Controlli e liti

Pretesa ridefinita, il giudice deve motivare

Per la Cgt di secondo grado i giudici devono rideterminare le pretese fiscali spiegando sulla base di quali elementi concreti siano giunti a tale conclusione

La rideterminazione della pretesa fiscale da parte del giudice tributario deve essere motivata alla luce degli elementi probatori allegati dalle parti e non può pertanto avvenire in maniera apodittica. Sono i principi desumibili dalla sentenza n. 3298/23/2022 della Ctr della Lombardia (presidente Nocerino, relatore Gaeta).

A seguito di una verifica fiscale condotta nei confronti di una società nel settore della vendita e riparazione di macchine agricole, viene riscontrata una differenza fra le rimanenze risultanti dalla contabilità sociale e quelle esistenti in magazzino. L’agenzia delle Entrate di Bergamo dà seguito agli esiti della verifica emettendo un avviso di accertamento ai fini Ires, Irap e Iva per l’anno 2015, con il quale recupera a tassazione maggiori ricavi presumendo la vendita «in nero» delle macchine agricole non presenti nel magazzino della società. In particolare, l’ufficio fa applicazione della presunzione recata dall’articolo 1, comma 1, del Dpr 441/1997, secondo cui si presumono ceduti i beni acquistati, importati o prodotti che non si trovano nei luoghi in cui il contribuente svolge le proprie operazioni.

La Ctp ha accolto parzialmente il ricorso, rideterminando la pretesa fiscale in applicazione di una percentuale di ricarico inferiore a quella utilizzata dall’ufficio per la quantificazione dei maggiori ricavi rivenienti dalla cessione dei beni in evasione di imposta.

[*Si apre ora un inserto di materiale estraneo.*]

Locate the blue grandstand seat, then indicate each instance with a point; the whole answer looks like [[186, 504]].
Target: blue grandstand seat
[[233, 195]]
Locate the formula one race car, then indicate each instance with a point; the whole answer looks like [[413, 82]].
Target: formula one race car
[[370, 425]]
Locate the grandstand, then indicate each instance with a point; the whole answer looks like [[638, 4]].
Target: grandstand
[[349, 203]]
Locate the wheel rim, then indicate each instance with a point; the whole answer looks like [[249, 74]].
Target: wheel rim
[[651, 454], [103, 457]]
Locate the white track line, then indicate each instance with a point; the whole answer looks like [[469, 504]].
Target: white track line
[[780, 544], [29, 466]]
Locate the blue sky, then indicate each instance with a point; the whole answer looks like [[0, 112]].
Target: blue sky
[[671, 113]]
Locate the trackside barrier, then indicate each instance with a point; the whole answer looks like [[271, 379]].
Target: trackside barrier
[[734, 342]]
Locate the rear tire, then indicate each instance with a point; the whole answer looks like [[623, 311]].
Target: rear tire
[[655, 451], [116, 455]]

L’ufficio però propone appello e l’avviso di accertamento viene integralmente confermato dalla Ctr.

Nel caso di specie i giudici di appello rilevano che la percentuale di ricarico utilizzata dall’ufficio nell’avviso di accertamento (pari al 56% del costo dei beni) era corrispondente a quella utilizzata dalla società per la medesima annualità d’imposta e dalla stessa dichiarata ai fini degli studi di settore. Tale percentuale era stata ridotta dai giudici della Ctp ritenendo che «nel caso concreto appaia più consona l’applicazione della percentuale di ricarico nella misura del 30%». Per la Ctr la decisione di primo grado è illegittima perché i giudici hanno rideterminato la pretesa fiscale senza spiegare sulla base di quali elementi concreti siano giunti a tale conclusione. Lo scostamento rispetto alla percentuale di ricarico dichiarata dalla stessa società negli studi di settore non può avvenire sulla base di mere supposizioni, ma necessita di elementi probatori circostanziati. Peraltro, secondo la Ctr tali elementi non sono stati forniti dalla società contribuente nemmeno in sede di appello, con la conseguenza che l’avviso di accertamento viene integralmente confermato e la società condannata al pagamento delle spese di lite.

La pronuncia è meritevole di interesse perché affronta il complesso tema dei limiti del sindacato giurisdizionale sull’atto impugnato, secondo un modello processuale che per la giurisprudenza costante della Corte di cassazione è di «impugnazione-merito».